C’est déjà la seconde fois que le pape François propose cette formule. 

En 2016 lors de l’Année sainte extraordinaire sur la miséricorde, pour la première fois le pape a proposé de vivre cet événement religieux localement, Année sainte qu’il avait lui-même ouverte étant en voyage apostolique en Afrique centrale.

 

J’ai vécu l’ouverture à Hong Kong et puis quelques semaines plus tard en Papouasie Nouvelle Guinée aux accents bien exotiques aussi.

 

Venir à Rome c’est bien, mais on peut le vivre chez soi. Si vous ne pouvez pas venir à Rome, Rome vient chez vous. C’est la stratégie pastorale que le pape François développe en allant aux périphéries. Dans tous les diocèses sont proposés plusieurs endroits : églises, chapelles, sanctuaires. On peut s’imaginer que dans le futur proche, les rencontres virtuelles pourront aussi avoir lieu, c’est le souhait qui émane de la nouvelle génération des catholiques. Réfléchir avant d’agir et agir pour comprendre les effets à évaluer…

 

Traditionnellement l’année sainte est officiellement ouverte par le pape.

Cette fois-ci l’ouverture aura lieu le 24 décembre, juste avant la messe de Noël présidée par le pape aussi. Le rite de l’ouverture de la porte de l’Année sainte consiste à frapper avec la crosse du pape la porte qui est ouverte uniquement pour cette occasion, puis passer par cette porte pour signifier une entrée dans un espace spirituel et mental, habité par les propositions visant la conversion et bénéficier des grâces y étant attachées. Nos frères protestants ou d’autres sourient déjà à une telle description de l’efficacité de la grâce. Laissons cela pour le moment en l’état. 

 

Mais reprenons dès le début.

 

Le pape a fait une annonce officielle de l’ouverture de l’Année sainte le 9 mai dernier, jeudi de l’Ascension, à la basilique Saint-Pierre du Vatican. Il l’a faite lors d’une homélie prononcée au cours de secondes vêpres avec la remise de la bulle d’indiction du Jubilé 2025. Des passages de la bulle d’indiction ont été lus pour communiquer la tonalité de l’événement. L’homélie et la bulle mettaient l’accent sur “l’espérance dans un monde plein de désespoir, d’individualisme, d’injustice, et déchiré par les guerres faisant énormément de victimes.”

 

Bulle et indication demandent une petite explication avant d’aller plus loin dans le contenu. 

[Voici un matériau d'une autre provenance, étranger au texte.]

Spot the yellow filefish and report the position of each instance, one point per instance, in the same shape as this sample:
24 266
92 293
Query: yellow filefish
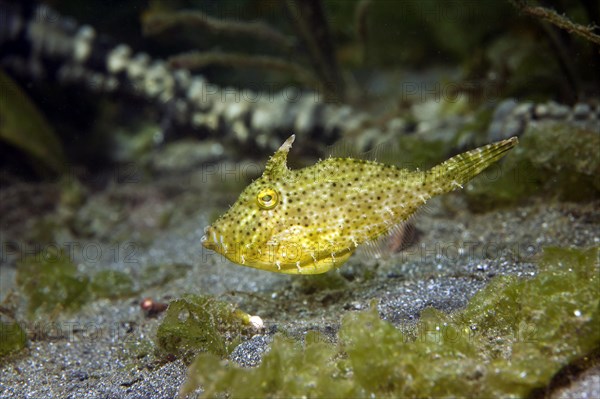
310 220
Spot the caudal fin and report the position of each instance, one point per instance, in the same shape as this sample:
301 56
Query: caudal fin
458 170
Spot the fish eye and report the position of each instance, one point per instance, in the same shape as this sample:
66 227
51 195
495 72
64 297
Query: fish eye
267 198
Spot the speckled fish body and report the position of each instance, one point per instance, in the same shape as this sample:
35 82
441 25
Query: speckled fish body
310 220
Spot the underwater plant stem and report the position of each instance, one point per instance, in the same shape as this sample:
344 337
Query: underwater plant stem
156 23
312 25
559 20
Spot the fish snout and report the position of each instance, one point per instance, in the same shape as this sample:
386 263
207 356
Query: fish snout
208 240
213 239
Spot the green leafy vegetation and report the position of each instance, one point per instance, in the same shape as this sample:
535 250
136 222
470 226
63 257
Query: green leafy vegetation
513 337
51 282
12 338
23 126
195 324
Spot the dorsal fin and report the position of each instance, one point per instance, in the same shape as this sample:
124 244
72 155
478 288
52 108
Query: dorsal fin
277 164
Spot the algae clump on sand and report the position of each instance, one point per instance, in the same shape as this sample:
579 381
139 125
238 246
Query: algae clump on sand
195 324
513 337
52 282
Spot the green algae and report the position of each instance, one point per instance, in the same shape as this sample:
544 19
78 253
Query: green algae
12 338
51 281
513 337
194 324
552 160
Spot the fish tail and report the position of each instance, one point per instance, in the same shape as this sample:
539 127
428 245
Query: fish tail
458 170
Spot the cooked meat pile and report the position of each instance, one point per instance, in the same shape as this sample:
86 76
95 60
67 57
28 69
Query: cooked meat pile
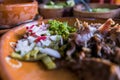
93 53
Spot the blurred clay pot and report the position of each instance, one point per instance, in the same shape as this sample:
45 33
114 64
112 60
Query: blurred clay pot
113 13
17 11
50 13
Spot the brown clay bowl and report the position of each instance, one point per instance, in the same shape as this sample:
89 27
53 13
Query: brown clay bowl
31 70
113 13
16 11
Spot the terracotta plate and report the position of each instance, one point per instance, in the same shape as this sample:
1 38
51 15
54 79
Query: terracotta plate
12 69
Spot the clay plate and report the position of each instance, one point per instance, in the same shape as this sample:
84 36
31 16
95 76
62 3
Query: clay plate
30 70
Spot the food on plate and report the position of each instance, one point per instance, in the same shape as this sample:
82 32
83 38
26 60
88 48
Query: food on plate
86 49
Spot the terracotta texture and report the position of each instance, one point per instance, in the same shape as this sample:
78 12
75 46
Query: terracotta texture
55 13
14 13
113 13
30 70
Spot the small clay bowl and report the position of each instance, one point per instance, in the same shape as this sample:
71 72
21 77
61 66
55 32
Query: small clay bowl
13 12
11 69
113 13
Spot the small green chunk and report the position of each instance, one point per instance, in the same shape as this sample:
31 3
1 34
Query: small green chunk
48 62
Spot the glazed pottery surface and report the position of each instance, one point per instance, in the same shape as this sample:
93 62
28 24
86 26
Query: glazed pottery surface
11 69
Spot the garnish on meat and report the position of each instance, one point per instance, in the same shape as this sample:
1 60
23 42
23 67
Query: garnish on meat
84 49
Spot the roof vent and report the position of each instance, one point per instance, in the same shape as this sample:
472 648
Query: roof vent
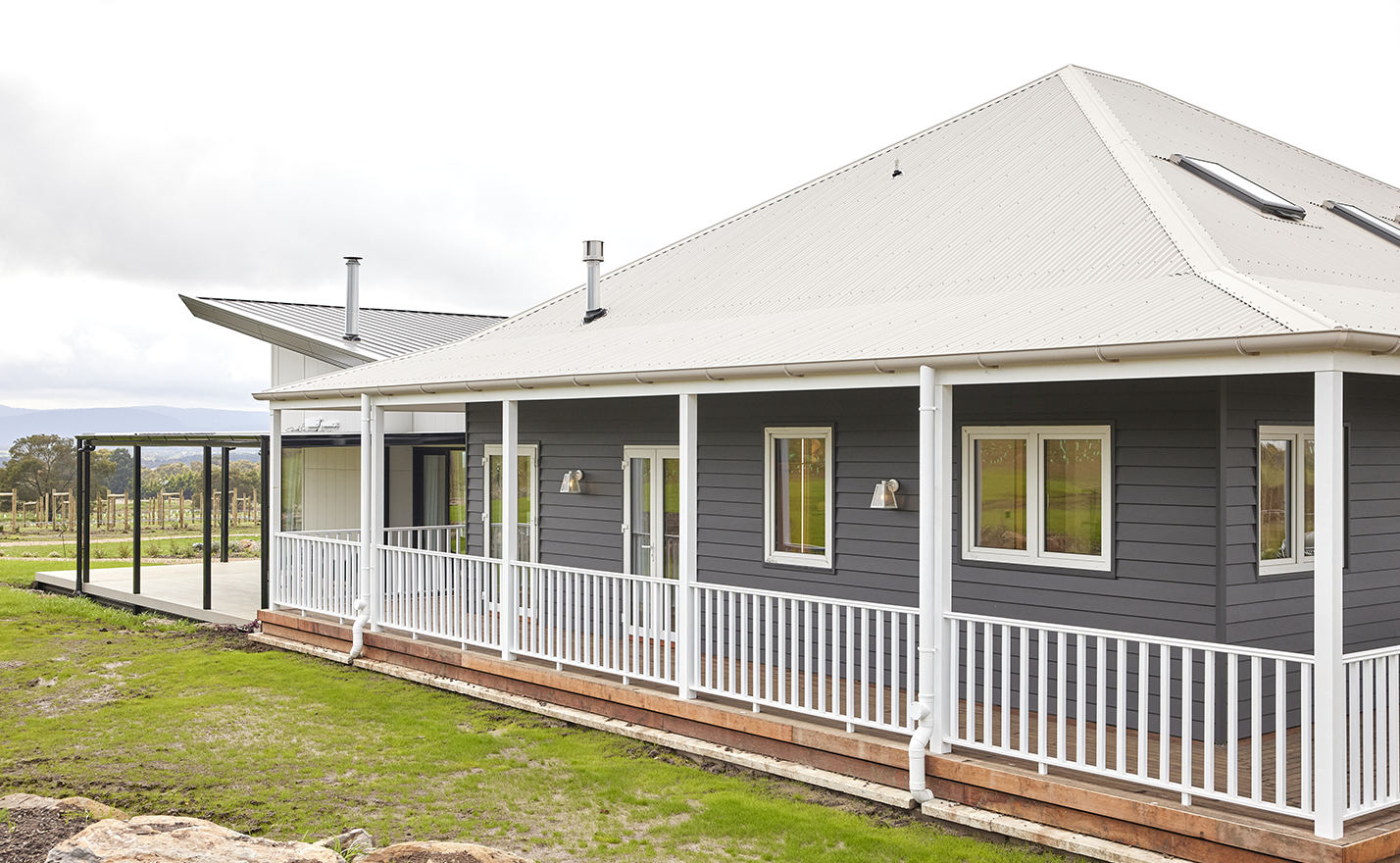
352 300
1373 223
592 257
1240 186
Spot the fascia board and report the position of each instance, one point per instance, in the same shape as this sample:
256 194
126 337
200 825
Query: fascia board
281 335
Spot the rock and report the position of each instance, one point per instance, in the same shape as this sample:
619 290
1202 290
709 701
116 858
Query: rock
437 852
69 804
352 839
175 839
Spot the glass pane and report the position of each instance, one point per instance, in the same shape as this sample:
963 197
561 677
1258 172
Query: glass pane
671 517
457 487
1275 482
1074 496
493 534
1001 493
525 486
291 487
800 495
640 516
434 489
1309 454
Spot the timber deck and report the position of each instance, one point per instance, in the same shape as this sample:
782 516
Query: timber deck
1207 831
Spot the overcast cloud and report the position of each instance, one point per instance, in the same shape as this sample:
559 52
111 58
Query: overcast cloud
465 150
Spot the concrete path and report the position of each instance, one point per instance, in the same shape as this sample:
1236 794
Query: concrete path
176 590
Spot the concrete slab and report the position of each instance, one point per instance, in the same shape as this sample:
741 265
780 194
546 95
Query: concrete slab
175 588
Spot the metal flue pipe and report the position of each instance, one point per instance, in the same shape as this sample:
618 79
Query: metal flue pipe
592 257
352 299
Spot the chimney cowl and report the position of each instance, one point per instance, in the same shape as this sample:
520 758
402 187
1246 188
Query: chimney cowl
352 299
592 257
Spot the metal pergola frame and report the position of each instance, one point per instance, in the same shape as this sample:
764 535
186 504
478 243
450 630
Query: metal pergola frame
223 441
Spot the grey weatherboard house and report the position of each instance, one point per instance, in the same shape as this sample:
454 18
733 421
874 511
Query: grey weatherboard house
1132 369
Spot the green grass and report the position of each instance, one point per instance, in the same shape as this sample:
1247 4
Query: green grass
291 747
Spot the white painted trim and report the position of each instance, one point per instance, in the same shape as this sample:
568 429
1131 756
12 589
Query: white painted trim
1328 680
499 450
771 436
658 502
1297 562
1035 554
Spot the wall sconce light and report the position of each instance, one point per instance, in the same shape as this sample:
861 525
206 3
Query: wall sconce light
883 497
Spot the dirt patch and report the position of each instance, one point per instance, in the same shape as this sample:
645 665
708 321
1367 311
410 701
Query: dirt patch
28 836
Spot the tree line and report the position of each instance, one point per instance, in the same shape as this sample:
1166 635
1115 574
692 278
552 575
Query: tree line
41 464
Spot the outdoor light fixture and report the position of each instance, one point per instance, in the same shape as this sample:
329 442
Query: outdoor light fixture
883 497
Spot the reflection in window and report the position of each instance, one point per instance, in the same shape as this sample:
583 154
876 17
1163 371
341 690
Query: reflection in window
1074 496
1001 493
1037 495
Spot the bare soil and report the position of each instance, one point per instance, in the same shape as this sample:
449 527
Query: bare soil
28 836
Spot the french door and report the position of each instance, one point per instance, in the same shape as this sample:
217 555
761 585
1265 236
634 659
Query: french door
651 512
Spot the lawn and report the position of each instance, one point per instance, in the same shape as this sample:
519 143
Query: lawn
175 719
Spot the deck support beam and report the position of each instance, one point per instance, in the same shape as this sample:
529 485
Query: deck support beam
378 458
689 499
510 525
1328 676
366 502
274 503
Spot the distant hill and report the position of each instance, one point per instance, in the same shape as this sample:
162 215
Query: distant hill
22 422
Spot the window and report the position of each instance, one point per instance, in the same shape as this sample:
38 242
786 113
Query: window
1240 186
1285 499
496 512
798 490
1037 495
1376 226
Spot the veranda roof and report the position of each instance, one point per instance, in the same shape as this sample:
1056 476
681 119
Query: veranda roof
1049 218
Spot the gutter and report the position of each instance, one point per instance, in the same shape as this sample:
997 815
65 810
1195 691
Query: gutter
1338 339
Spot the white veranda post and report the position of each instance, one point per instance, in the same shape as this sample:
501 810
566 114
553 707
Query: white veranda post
366 495
275 500
685 625
1328 686
376 458
510 526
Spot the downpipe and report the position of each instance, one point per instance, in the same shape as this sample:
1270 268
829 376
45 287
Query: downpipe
918 747
362 618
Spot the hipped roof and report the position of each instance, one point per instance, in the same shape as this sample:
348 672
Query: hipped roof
1045 219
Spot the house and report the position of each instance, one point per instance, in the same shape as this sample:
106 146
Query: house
320 466
1073 418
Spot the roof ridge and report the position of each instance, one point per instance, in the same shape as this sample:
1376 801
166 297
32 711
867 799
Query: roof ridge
409 311
1238 125
1190 238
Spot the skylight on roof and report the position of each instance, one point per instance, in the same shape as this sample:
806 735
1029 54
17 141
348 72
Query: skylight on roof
1240 186
1373 223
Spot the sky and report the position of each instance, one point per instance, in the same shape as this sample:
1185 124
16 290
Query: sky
465 150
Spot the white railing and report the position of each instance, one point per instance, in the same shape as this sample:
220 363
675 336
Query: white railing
438 538
1203 719
317 574
350 534
836 659
602 621
1373 731
444 595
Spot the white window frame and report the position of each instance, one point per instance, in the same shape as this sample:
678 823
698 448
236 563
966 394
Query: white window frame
771 436
1298 562
532 451
1035 554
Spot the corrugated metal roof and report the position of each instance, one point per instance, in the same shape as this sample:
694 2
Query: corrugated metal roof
1013 228
318 330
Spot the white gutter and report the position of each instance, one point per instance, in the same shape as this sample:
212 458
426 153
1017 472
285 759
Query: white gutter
1334 339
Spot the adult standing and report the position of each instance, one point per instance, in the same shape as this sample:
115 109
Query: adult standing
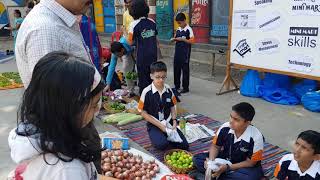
127 18
143 32
52 26
16 24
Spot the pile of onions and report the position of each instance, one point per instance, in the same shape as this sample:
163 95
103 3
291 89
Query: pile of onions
124 165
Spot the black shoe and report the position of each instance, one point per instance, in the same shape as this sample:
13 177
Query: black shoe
184 91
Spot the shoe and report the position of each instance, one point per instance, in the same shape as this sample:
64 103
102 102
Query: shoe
184 91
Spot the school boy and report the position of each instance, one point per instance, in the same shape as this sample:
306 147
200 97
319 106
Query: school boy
304 162
184 38
143 32
158 106
238 142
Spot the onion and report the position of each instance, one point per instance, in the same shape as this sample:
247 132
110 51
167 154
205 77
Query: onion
116 153
125 161
106 167
152 173
119 164
137 166
116 174
114 169
138 173
103 154
133 169
139 161
120 176
126 174
156 169
143 172
132 160
109 174
109 154
120 153
148 175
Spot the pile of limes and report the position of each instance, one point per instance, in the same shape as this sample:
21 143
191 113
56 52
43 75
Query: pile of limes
179 159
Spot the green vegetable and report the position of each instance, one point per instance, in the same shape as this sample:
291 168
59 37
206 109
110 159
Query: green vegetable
128 120
4 82
131 75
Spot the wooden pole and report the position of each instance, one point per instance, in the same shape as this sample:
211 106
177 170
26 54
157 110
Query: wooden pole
228 80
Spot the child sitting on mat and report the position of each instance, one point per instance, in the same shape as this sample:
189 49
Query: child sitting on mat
158 106
238 142
304 162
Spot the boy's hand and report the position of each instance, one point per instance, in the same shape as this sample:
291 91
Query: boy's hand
223 168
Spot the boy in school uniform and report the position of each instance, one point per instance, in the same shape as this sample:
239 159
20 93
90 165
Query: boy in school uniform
143 33
184 38
304 162
158 107
238 142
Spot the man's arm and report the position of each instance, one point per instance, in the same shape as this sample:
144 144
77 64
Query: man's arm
111 69
153 121
214 151
41 42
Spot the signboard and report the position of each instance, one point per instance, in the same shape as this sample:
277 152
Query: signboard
280 36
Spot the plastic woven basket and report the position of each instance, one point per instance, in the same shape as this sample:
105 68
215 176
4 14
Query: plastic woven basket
176 169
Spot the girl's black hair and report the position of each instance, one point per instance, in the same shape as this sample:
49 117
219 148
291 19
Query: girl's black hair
30 4
55 102
138 9
244 110
17 11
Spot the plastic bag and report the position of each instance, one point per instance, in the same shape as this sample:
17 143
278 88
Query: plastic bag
276 80
304 87
311 101
250 83
278 96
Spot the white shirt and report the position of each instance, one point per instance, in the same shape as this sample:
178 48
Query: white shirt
48 27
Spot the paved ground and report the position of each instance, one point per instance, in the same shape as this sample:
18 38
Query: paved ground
279 124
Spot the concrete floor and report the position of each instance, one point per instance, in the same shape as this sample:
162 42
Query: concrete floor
279 124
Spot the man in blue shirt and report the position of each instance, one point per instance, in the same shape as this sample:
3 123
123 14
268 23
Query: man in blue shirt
121 50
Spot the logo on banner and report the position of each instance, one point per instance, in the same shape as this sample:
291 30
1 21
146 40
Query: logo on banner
245 19
268 46
200 2
270 21
306 7
301 63
262 2
242 47
303 37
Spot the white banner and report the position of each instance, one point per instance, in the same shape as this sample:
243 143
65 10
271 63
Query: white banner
280 35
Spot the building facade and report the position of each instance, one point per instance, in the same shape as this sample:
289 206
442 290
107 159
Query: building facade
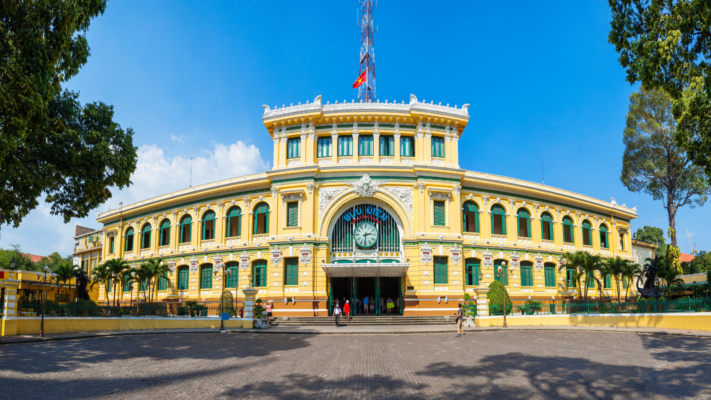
366 199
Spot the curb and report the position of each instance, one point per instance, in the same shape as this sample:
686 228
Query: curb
268 332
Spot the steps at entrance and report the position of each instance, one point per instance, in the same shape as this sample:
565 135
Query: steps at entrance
361 320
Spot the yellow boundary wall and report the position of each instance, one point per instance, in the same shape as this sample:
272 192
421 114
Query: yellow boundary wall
31 325
691 321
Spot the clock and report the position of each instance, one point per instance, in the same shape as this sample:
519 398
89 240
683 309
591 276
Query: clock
366 235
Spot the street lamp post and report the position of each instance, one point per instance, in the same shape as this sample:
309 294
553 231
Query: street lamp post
225 274
46 277
501 273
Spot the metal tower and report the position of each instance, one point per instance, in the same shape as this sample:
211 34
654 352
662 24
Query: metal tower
366 92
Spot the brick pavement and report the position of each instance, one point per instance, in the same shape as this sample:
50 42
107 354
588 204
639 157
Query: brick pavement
497 364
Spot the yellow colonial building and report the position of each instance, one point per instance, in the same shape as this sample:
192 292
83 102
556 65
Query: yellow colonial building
366 199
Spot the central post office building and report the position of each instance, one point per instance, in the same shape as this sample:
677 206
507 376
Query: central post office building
365 199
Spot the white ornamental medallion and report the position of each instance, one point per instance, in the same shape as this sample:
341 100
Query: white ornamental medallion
455 254
276 256
244 260
305 255
426 254
515 260
488 259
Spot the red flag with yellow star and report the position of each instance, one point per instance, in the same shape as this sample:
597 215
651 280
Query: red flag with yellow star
360 80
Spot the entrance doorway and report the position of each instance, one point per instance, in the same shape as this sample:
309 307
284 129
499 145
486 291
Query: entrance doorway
377 289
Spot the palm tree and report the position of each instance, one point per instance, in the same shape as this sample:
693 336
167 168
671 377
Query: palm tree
118 268
589 264
101 276
615 266
65 273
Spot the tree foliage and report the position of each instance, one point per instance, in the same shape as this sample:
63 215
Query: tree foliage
665 44
49 143
654 235
653 163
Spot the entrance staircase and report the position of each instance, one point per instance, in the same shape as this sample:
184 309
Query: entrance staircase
360 320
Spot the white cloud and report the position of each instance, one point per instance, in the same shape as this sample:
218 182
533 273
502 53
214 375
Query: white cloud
41 233
178 139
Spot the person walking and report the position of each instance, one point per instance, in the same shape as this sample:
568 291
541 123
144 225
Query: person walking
459 321
337 314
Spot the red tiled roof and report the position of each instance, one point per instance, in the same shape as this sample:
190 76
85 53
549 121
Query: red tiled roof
686 257
34 258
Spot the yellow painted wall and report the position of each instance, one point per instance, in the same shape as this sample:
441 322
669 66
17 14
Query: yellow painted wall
691 321
31 326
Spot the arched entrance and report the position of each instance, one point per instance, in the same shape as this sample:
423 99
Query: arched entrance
367 266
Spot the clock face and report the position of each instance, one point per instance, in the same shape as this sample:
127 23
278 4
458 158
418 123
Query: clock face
366 234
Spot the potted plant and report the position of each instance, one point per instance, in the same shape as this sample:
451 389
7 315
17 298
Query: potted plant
260 316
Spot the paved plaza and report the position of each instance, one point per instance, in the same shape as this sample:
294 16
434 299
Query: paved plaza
496 364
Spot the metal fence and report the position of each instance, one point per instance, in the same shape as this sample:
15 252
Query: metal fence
604 307
136 310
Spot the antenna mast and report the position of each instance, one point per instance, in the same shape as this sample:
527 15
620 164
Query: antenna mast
366 92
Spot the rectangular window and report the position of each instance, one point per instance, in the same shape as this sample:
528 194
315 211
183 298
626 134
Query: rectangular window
291 271
439 219
440 270
323 147
163 282
387 146
437 147
345 146
183 278
407 146
206 278
293 147
550 276
569 277
292 213
526 275
365 145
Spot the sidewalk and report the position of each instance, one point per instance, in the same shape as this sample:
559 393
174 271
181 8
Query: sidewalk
348 330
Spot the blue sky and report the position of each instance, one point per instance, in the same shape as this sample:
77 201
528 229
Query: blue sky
190 78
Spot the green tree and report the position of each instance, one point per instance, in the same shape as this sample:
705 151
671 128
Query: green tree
665 44
653 163
49 143
653 235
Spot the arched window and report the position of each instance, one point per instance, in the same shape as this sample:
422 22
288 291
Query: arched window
260 273
526 273
568 235
470 213
502 277
183 277
146 236
164 239
186 229
233 277
234 222
546 226
473 266
498 220
129 239
208 225
206 276
261 219
604 237
587 233
524 223
549 270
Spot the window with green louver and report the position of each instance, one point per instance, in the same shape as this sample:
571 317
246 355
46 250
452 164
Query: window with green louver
292 213
439 216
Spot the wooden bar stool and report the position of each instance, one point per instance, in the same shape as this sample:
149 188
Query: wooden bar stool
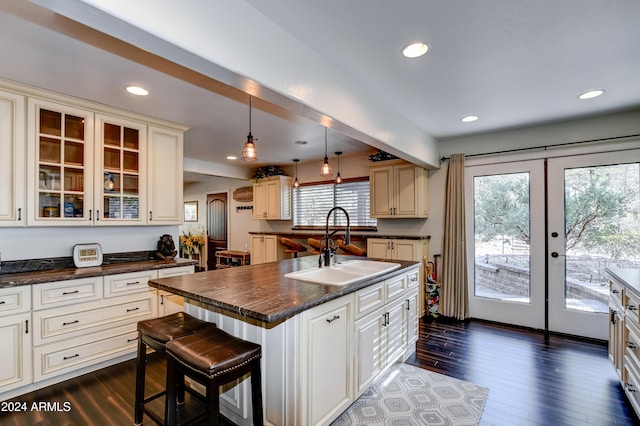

Bulle vient du latin bulla, objet rond, ici signifiant le sceau du pape. “À partir du XIIIe siècle, le terme bulle a été utilisé pour désigner les documents portant un sceau de plomb, afin de les différencier de la brève apostolique, le mode de communication papale le moins formel, qui était authentifiée par un moule de cire représentant un anneau de pêcheur, de ceux qui ne portaient aucun sceau, tels que les motu proprio, les suppliques et les chirographes. Depuis la fin du XVIIIe siècle, le sceau de plomb a été remplacé par un cachet à l’encre rouge représentant les saints Pierre et Paul, le nom du Pape régnant entourant l’image, bien que des lettres très formelles, telles que la bulle de Jean XXIII convoquant le concile Vatican II, portent encore le sceau de plomb.”

 

Comme tous les documents signés ou approuvés par le pape, la bulle d’indiction de l’Année sainte est un document historique. Chaque document signé par le pape (y compris ceux des conciles) est identifié par les premiers mots du texte. Ainsi Incarnationis mysterium (Le mystère de l’Incarnation) pour Jean-Paul II en l’An 2000, Misericordiae vultus (Le visage de la Miséricorde), pour François en 2016 lors du Jubilé extraordinaire de la Miséricorde. Ici donc : Spes non Confundit. L’Espérance ne Déçoit pas, une citation de saint Paul (Rm 5,5).

 

L’indiction a une histoire tout aussi riche que la bulle. Indiction (1526) d’abord écrit indictiuns (1119) emprunté au bas latin, signifiant avis, notification concernant surtout les impôts, ou encore la planification du budget sur 15 ans dans l’Empire Romain. C’est cette seconde signification qui a fait que, dans le langage ecclésiastique, l’indiction annonce un événement comme synode, concile etc… et donc une Année sainte. 

 

La tradition de l’Année sainte est d’inspiration biblique dont l’application n’est pas certaine, mais l’idée est bien attestée dans le Lévitique, puis développée dans d’autres livres sacrés, dont nous allons faire amplement référence. L’idée de l’Année sainte dans la Bible est d’abord développée autour de l’année sabbatique, donc revenant tous les sept ans, en référence au septième jour de repos (25, 2-7). Sans travail de la terre, on se contentera de ce que la terre produit par elle-même, sans l’intervention de l’homme qui va se contenter de ramasser et se nourrir, et nourrir les animaux. Un retour de l’homme à la condition de cueilleur, pas celle d’agriculteur ainsi momentanément suspendue. Mais quid du chasseur ? 

 

La Bible contient la réponse à une autre objection, celle portant sur la nourriture lors de l’année sabbatique :

“Vous allez peut-être dire : Que mangerons-nous la septième année ? […] Eh bien ! j’ordonnerai à ma bénédiction d’aller sur vous en la sixième année et elle produira de la récolte nécessaire pour trois ans. La huitième année, vous sèmerez, mais vous mangerez de l’ancienne récolte.” (Lv 25,20-22). 

 

Il fallait avoir une foi bien accrochée pour s’y tenir. C’est de cette façon-là que la Bible exprime la confiance du peuple en Dieu, en toutes circonstances. La confiance et la capacité à ne pas vouloir tout commercialiser. A cause de la gratuité de la vie qui se profile à l’horizon de ce raisonnement, le texte porte une idée selon laquelle mettre la vie, y compris matérielle, entre les mains du Seigneur, c’est reconnaître que la vie du peuple dépend entièrement de Dieu. Et que cette dépendance constitue une heureuse nourriture pour le peuple.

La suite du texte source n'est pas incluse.